A weaker U.S. dollar has also helped paint the bullish picture; and with a rally today, gold will extend its winning streak to nine trading sessions – a nine-month high for the precious metal. Gold traded as high as $1,007.70 an ounce yesterday, the highest price since March 2008.
“The dollar remains the key factor determining gold’s direction,” Pradeep Unni, an analyst at Richcomm Global Services in Dubai, said in an analyst report. “If the dollar continues to be pressured by investors selling it to buy riskier assets, bullion could extend gains. If gold can keep above $1,000 this week, it may pave the way for a test of the record.”
The run-up in gold prices can also be attributed to the popularity of gold ETFs, otherwise known as Exchange Traded Funds. According to UBS, gold ETF holdings have surged 42% globally, or 16 million ounces, since the beginning of 2009 as investors flock toward tangible assets amid inflationary fears. The ETFs now hold a total of 54.23 million ounces of gold, close to last year’s total world production.

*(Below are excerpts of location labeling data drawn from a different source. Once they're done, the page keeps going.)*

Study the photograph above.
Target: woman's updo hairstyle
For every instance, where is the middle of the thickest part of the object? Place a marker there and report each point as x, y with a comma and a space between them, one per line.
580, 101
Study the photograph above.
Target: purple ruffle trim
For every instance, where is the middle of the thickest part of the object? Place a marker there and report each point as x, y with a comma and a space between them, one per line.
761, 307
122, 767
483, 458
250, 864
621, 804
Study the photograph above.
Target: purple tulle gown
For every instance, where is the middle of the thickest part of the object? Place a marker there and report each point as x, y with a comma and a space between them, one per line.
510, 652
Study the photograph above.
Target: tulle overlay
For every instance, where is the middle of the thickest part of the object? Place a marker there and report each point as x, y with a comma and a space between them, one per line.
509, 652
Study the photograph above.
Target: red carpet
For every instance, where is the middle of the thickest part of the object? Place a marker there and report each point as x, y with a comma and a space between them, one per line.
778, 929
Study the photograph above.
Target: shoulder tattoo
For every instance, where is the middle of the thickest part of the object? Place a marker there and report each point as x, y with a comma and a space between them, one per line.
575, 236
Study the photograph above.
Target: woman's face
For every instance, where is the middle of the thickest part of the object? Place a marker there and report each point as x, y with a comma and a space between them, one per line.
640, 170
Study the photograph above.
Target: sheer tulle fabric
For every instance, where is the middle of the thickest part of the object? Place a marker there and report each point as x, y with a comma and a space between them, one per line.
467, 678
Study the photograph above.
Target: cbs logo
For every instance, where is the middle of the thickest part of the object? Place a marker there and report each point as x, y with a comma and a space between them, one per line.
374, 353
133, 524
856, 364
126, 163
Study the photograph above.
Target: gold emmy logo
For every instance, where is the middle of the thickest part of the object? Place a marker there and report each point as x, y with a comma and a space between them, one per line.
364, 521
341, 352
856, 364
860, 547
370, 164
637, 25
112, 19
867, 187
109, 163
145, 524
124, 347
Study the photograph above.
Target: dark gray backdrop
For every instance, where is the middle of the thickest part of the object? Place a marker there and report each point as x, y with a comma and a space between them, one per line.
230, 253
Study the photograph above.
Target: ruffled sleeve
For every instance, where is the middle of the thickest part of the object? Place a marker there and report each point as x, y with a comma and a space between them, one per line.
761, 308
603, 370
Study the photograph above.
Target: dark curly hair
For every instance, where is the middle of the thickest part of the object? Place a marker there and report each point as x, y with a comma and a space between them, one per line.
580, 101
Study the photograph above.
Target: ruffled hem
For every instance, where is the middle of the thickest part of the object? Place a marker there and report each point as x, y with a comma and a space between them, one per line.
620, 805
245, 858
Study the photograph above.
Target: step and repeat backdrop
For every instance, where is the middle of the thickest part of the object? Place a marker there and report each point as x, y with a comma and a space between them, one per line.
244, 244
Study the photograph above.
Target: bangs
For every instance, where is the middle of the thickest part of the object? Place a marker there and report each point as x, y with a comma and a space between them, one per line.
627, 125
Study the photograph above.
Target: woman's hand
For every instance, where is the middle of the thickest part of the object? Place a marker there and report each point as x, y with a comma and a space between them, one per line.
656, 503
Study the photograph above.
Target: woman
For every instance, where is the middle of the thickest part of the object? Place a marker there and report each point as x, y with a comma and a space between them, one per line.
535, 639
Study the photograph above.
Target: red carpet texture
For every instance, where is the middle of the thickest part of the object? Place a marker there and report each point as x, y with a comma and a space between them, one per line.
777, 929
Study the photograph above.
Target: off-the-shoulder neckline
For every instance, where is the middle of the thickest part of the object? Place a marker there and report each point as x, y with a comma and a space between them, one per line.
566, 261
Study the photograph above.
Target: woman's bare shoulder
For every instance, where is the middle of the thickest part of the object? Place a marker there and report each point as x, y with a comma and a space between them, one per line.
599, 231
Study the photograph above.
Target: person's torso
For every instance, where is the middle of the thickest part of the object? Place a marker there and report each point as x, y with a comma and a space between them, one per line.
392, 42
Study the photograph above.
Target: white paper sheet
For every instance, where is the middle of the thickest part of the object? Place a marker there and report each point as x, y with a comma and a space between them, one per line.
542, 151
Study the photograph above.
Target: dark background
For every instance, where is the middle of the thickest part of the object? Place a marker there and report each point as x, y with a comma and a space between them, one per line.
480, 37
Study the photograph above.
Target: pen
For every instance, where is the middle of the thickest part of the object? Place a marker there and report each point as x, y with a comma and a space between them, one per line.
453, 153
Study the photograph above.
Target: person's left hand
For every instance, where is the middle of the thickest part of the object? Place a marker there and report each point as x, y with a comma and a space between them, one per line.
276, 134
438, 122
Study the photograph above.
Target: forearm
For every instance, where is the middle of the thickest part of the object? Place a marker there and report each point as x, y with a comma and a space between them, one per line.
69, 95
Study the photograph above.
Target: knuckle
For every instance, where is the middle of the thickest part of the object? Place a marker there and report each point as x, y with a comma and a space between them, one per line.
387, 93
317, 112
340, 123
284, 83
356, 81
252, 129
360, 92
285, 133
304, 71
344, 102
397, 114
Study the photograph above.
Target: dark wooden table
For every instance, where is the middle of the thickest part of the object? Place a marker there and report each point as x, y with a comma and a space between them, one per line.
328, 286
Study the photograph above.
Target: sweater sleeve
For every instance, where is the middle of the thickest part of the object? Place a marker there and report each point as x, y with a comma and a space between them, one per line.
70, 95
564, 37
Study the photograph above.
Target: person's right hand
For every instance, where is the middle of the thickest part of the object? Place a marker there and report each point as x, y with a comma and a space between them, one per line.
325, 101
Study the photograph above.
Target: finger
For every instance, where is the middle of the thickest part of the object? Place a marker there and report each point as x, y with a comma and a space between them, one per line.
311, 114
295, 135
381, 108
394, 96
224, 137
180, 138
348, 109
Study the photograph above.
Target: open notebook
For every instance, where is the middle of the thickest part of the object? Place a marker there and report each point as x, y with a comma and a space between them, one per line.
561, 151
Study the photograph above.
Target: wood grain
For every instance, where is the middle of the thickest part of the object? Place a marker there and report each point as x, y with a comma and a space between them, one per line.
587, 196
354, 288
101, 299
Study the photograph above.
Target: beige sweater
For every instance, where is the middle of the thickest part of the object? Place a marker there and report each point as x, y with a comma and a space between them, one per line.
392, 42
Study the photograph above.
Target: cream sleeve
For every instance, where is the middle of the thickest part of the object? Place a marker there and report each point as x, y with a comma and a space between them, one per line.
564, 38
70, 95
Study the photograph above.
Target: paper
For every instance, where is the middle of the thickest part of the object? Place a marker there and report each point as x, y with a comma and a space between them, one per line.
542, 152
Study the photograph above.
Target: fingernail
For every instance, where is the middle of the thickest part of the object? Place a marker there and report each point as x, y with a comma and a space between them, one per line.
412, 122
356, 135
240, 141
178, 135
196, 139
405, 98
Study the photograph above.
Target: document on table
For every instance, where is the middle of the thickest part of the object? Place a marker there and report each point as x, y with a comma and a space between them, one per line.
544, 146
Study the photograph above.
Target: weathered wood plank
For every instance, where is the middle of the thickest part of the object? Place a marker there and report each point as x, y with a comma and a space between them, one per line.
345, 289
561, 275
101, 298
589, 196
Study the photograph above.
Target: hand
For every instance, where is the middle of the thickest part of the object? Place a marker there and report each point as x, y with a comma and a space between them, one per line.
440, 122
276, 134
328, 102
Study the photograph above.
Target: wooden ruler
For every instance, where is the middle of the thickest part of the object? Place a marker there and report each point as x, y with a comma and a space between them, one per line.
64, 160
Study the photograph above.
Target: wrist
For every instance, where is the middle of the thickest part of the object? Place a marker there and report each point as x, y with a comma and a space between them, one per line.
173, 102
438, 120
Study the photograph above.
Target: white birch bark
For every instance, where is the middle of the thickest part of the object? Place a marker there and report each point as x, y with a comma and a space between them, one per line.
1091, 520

“Clearly part of this [run-up in gold] is concern about further weakness in the dollar,” said Daniel Smith, an analyst at Standard Chartered to Reuters. “People are piling into gold in all sorts of different ways, both consumers and investors.”
Smith added that a more cautious tone to the wider markets, after a rally in asset prices over the summer months, and expectations China may move to diversify its foreign exchange holdings away from the dollar were also lending support to the precious metal.

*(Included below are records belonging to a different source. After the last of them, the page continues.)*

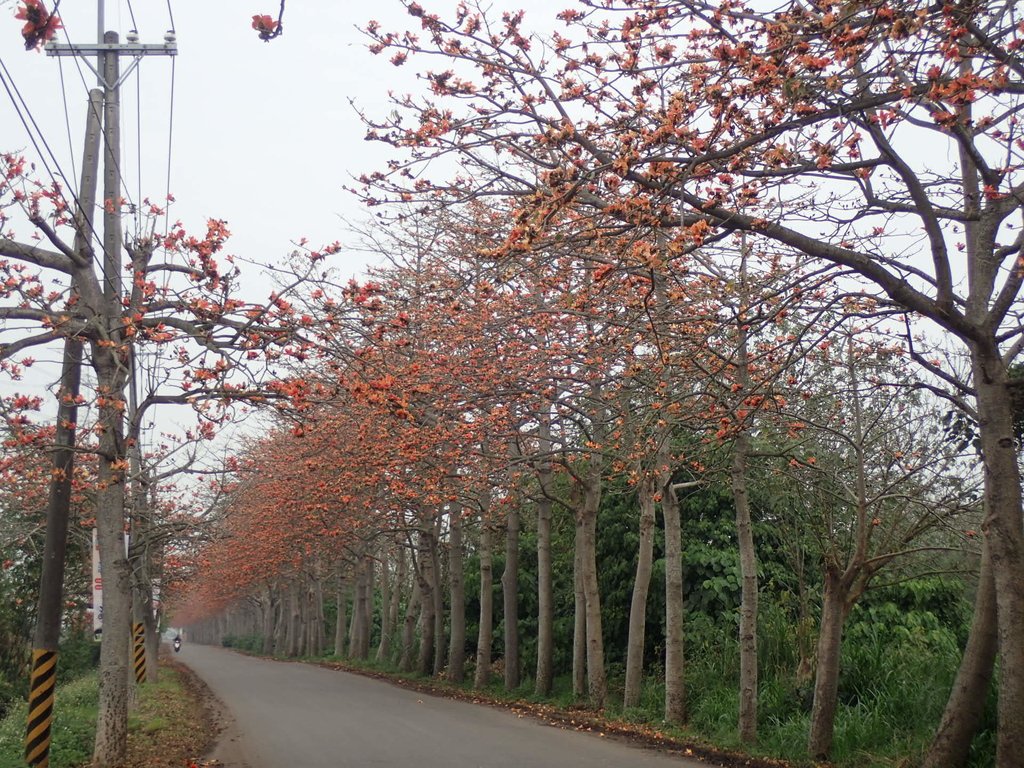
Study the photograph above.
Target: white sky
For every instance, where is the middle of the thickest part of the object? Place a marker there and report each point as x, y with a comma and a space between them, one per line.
264, 135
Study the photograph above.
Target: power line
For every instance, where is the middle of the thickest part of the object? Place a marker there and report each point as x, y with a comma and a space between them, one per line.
131, 12
8, 83
170, 13
170, 148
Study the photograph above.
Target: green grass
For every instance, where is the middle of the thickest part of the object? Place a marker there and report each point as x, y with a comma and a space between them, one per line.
74, 726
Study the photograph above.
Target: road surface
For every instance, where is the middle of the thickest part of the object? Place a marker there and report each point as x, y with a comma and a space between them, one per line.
302, 716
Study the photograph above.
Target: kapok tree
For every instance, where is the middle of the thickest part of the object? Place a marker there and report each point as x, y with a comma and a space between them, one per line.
176, 297
805, 125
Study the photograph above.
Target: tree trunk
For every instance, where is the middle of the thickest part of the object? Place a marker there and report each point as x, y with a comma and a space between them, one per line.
385, 649
485, 634
596, 684
545, 592
834, 611
387, 587
341, 622
580, 621
457, 586
437, 583
749, 599
427, 606
1004, 528
112, 725
641, 586
951, 744
267, 615
675, 686
409, 627
510, 598
367, 626
294, 616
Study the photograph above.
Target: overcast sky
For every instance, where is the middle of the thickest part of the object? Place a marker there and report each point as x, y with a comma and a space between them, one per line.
264, 134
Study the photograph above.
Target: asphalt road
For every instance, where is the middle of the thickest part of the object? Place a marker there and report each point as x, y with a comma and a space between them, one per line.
302, 716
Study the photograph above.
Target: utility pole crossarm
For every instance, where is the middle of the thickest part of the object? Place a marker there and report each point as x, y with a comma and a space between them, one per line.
169, 48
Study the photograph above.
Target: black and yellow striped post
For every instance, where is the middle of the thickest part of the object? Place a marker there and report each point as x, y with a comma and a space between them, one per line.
42, 685
138, 637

“Our view is that [gold] will keep pushing higher over the next few weeks and toward the end of the year, and that it will actually break through the previous high,” he said.
Barrick Gold Cuts Hedges
Gold prices also rallied yesterday off of an announcement from the world’s largest gold miner, Barrick Gold, that it plans to eliminate its outstanding fixed-price gold hedges and a proportion of its floating hedges.
According to Reuters, miners used to hedge by selling forward their unmined production as a means to lock in prices. However, as prices have risen in recent years, they have tended to de-hedge, or cut back their hedged positions, to take advantage of price gains.
Barrick (ABX:NYSE) also added that it plans to record $5.6 billion in third-quarter costs to eliminate the hedges as it bets that bullion prices will climb. The company said it had contracts for 9.5 million ounces of gold as of Sept. 7.